A PALE HORSE NAMED DEATH - WHEN THE WORLD BECOMES UNDONE / SPV 2019

Déjà trois albums pour A Pale Horse Named Death (je l’écris une fois et ensuite basta, j’adore les noms à rallonge mais je suis pas payé à la ligne – au cas où vous vous poseriez la question, je suis pas payé du tout, on est juste entre potes passionnés donc faut vraiment pas trop m’en demander, au-delà de quatre mots dans le nom de n’importe quel groupe, je passe en mode acronyme, donc évitez d’appeler votre groupe Dancing In Crimson Kingdom et puis voilà) et franchement (oui je reprends une phrase commencée 4 lignes plus haut, c’est mon papier j’ai le droit) même en étant un inconditionnel de Type O Negative (dont Sal Abruscato, chanteur et guitariste de APHND a été batteur, tout comme John Kelly qui lui avait succédé aux fûts jusqu’au décès de Peter Steele et qui occupe les fûts de APHND – oui y a un coté Dallas mais c’est assumé et oui c’est ma troisième parenthèse dans une phrase qui a désormais dépassé les 11 lignes) on ne pouvait pas dire que les premiers opus du groupe était grandioses (et oui tout ça pour dire ça, je sais je suis un escroc).

Je me suis amusé à me faire l’intégrale dans la foulée et pour les deux premiers on est quelque part dans une bouillie un peu ennuyeuse qui hésite entre Type O se prenant au sérieux et Alice in Chains sous Lexomil, c’est moins pire sur le deuxième album mais c’est pas non plus la révélation ultime. Et pourtant… Et pourtant ce troisième album est presque parfait. Donc si vous aviez écouté les premiers, essayez de les oublier. Et si vous n’avez jamais eu la « chance » de vous farcir le reste, restez plutôt sur celui-là.

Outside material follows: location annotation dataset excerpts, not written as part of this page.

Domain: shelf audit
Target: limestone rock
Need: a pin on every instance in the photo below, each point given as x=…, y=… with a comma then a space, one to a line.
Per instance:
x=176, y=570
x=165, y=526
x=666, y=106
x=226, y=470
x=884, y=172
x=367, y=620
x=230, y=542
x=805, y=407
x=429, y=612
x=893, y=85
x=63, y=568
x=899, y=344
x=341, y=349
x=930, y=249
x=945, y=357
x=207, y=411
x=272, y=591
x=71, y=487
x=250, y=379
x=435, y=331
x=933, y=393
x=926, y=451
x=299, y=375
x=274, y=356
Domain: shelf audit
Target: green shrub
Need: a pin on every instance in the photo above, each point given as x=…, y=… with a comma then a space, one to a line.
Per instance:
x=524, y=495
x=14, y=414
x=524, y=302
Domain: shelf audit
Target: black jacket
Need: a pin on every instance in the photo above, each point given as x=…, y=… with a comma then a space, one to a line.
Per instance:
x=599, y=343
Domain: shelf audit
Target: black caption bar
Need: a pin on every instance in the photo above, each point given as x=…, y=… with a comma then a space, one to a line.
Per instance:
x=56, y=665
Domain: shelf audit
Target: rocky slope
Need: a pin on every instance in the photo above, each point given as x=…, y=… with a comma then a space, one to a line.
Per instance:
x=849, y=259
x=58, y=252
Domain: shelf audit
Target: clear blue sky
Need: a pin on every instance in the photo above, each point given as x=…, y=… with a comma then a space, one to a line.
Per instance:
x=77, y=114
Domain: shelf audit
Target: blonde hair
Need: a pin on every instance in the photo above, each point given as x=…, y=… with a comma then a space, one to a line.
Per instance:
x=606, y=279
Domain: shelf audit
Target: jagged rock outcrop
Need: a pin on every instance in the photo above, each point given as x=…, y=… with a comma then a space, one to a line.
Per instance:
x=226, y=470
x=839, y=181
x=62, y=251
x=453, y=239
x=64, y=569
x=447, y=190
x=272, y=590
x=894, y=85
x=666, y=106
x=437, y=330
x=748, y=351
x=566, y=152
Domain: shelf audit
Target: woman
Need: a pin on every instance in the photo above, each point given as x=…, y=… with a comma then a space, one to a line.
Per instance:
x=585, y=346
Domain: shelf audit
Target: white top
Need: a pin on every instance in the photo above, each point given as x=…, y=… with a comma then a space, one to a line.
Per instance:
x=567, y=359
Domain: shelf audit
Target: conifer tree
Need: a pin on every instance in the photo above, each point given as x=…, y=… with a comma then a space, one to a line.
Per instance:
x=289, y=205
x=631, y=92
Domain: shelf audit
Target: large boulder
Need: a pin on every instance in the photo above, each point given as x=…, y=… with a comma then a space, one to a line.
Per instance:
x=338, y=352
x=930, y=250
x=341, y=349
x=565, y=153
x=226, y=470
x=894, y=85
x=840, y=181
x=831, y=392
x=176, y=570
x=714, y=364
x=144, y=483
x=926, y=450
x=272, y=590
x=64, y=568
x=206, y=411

A la vue du CV des deux principaux acteurs de la chose, on se doute bien qu’on ne va pas être dans le Metal épique et en effet il y a une étrange et sombre majesté inquiétante qui traine dans tout l’album. Ca sent le doom bien lent et opaque et si la musique dépressive vous rebute vous risquez quand même de devoir faire un petit effort d’adaptation. Mais le coté « deux batteurs » aux commandes créatives ça a un intérêt. La voix reste dans un registre très Layne Staley. Entre incantation lancinante et désespoir rentré. Mais l’instrumentation derrière, au lieu de suivre cette direction somme toute classique, se permet des accélérations, des breaks étranges, de l’air puis des murs de sons. Bref même si on est dans un univers à donner à un corbeau des envies de se repeindre en noir on a régulièrement un truc qui vient réveiller tout ça, le sortir de la parfois un peu facile gouttière « grungeogothicocorbak » et rajouter ce petit truc en plus qui a fait que des groupes comme Field Of the Nephilim, Sisters Of Mercy ou justement Type O Negative n’étaient pas que des groupes « sombres » mais des groupes dont la musique est restée une référence malgré l’épuisement du genre. Peut-être que les passages de John Kelly chez Danzig et Black Label Society ont permis à cette ouverture qu’on attendait plus, d’advenir et de permettre à un groupe qui n’avait pas transformé l’essai jusqu’à présent de se révéler.

Au final plus je l’écoute, plus je me dis que si à chaque album APHND franchit un palier de plus, le suivant devrait être leur Sgt Pepper… Là il signent peut-être leur « Revolver » ce qui est déjà plus que très bien.